# Advice for what to do while on the waitlist for apprenticeship, Local 332



## newbi (Dec 17, 2011)

Go take some math classes and electrical classes at a community college. Volunteer for a Habitat for Humanity project to get some hands on.

Here is something you can learn before you get into the union. Don't call non union electricians rats.


----------



## backstay (Feb 3, 2011)

newbi said:


> Go take some math classes and electrical classes at a community college. Volunteer for a Habitat for Humanity project to get some hands on.
> 
> Here is something you can learn before you get into the union. Don't call non union electricians rats.


Yeah, there'll be plenty of time to do that after you're in.


----------



## newbi (Dec 17, 2011)

If the goal of the IBEW is to organize all electrical workers, then calling the other guys rats sure helps.


----------



## backstay (Feb 3, 2011)

newbi said:


> If the goal of the IBEW is to organize all electrical workers, then calling the other guys rats sure helps.


The goal of the IBEW (leadership)is to choke off competition, and have all electricians paying them dues.


----------



## newbi (Dec 17, 2011)

backstay said:


> The goal of the IBEW (leadership)is to choke off competition, and have all electricians paying them dues.


If you can earn a fair wage and good benefits, there is no need for unions.

Competition is good. It requires the best to keep getting better.


----------



## eejack (Jul 14, 2012)

newbi said:


> Go take some math classes and electrical classes at a community college. Volunteer for a Habitat for Humanity project to get some hands on.
> 
> Here is something you can learn before you get into the union. Don't call non union electricians rats.





newbi said:


> If the goal of the IBEW is to organize all electrical workers, then calling the other guys rats sure helps.


I think you forgot to log out and log back in with your other account. :laughing:


----------



## newbi (Dec 17, 2011)

Check messages eejack.


----------



## brian john (Mar 11, 2007)

If indeed you called open shop workers rats your are a major jerk.

So as your superior butt sits and waits what to do?

Go learn a trade, maybe some open shop will help feed your punk ass as you wait for a chance with the local. 

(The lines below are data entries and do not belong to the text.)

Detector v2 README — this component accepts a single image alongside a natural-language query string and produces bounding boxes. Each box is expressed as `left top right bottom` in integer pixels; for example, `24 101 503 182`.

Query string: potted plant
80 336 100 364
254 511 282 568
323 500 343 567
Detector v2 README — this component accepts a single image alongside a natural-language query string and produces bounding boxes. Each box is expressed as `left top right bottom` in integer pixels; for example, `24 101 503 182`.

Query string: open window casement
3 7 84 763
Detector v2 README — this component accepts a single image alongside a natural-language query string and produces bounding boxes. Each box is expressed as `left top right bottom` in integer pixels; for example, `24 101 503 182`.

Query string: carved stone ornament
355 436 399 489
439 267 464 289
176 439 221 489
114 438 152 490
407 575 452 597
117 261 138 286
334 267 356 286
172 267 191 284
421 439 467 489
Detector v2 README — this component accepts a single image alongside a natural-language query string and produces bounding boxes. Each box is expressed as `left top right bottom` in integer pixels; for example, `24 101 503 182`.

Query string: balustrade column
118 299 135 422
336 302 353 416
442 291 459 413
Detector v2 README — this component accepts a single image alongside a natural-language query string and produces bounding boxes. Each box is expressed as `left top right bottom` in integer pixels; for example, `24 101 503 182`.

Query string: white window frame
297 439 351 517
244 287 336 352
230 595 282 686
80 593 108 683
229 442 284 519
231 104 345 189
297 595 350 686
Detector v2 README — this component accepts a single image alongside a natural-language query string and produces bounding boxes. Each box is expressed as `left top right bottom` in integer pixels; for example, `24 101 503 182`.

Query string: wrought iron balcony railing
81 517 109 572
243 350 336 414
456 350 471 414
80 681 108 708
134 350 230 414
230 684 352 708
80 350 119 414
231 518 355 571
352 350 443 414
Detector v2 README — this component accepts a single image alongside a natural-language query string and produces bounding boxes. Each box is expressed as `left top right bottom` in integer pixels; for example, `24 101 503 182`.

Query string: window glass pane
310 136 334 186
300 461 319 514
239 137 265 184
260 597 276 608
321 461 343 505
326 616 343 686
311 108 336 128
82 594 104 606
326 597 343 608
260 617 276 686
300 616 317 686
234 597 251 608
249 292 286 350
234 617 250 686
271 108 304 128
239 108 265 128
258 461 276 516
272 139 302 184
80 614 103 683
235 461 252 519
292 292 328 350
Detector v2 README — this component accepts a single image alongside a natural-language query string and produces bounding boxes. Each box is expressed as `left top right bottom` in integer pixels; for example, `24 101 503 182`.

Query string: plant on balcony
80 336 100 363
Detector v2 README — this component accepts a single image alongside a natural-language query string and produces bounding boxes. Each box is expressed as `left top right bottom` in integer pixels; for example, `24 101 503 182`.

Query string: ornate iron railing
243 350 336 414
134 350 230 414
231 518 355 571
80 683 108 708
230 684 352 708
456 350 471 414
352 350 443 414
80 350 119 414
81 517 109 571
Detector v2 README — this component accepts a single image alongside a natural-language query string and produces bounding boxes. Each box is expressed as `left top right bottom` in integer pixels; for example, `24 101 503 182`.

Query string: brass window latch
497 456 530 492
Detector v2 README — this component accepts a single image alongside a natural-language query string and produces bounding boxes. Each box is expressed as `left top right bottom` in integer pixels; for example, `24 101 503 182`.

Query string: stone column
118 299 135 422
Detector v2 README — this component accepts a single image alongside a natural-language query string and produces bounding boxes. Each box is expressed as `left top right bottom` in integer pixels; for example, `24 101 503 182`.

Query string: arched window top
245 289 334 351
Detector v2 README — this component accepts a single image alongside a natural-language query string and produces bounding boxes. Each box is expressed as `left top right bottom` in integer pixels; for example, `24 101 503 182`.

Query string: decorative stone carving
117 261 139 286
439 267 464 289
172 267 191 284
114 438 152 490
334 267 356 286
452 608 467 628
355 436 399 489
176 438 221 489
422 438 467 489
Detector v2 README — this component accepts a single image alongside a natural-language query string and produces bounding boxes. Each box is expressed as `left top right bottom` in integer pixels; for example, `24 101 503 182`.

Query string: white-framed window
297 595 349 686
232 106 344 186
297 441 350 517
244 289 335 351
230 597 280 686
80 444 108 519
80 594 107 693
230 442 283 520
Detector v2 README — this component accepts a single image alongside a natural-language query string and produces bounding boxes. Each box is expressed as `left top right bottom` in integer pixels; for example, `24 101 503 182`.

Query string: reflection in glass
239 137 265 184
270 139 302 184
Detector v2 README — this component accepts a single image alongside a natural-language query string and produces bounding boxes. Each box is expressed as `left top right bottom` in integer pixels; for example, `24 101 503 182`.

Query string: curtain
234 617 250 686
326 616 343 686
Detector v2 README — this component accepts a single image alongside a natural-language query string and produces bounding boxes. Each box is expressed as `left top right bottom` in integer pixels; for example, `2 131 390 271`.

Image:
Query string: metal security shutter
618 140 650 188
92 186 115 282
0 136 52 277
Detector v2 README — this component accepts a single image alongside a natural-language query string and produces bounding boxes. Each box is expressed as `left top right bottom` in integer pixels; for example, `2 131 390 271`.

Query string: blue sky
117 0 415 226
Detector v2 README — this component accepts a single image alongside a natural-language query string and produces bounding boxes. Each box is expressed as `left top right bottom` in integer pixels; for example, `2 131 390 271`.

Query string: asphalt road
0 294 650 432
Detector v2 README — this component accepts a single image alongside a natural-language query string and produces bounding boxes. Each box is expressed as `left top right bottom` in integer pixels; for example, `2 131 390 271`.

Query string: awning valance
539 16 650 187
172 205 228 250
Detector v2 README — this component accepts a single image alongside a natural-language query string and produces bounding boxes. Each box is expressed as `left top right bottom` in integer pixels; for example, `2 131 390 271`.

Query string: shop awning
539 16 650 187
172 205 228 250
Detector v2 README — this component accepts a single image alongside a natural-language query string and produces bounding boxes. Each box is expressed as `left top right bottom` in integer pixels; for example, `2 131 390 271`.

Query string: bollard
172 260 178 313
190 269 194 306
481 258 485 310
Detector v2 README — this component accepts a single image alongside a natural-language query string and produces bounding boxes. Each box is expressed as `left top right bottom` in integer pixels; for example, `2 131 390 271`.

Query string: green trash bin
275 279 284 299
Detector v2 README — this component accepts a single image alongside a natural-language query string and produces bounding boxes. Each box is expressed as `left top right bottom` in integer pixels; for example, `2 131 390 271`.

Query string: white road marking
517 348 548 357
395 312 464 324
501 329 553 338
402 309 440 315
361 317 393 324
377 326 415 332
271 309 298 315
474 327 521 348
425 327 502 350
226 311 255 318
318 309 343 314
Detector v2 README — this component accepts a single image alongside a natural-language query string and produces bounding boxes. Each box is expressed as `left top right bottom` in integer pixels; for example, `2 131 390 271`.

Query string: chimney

I operate a union shop and if you were an apprentice with my firm and threw that term around more than once, you'd be pinked slipped, with a not to be rehired.


----------



## ponyboy (Nov 18, 2012)

Nothing funnier than some useless know-nothing hoping for a phone call dipshít calling open shop guys rats.


----------



## ibuzzard (Dec 28, 2008)

Are you currently employed? If you can, you should try to find employment in the trade while you wait to re-test/re-interview. Any scores much below 90, you will likely not be called, so take all the classes you can, and try to get a non-union job for the experience while you keep trying.


----------



## chadw (Jan 10, 2012)

go work non-union. they love to think they are stealing away workers from the other side.


----------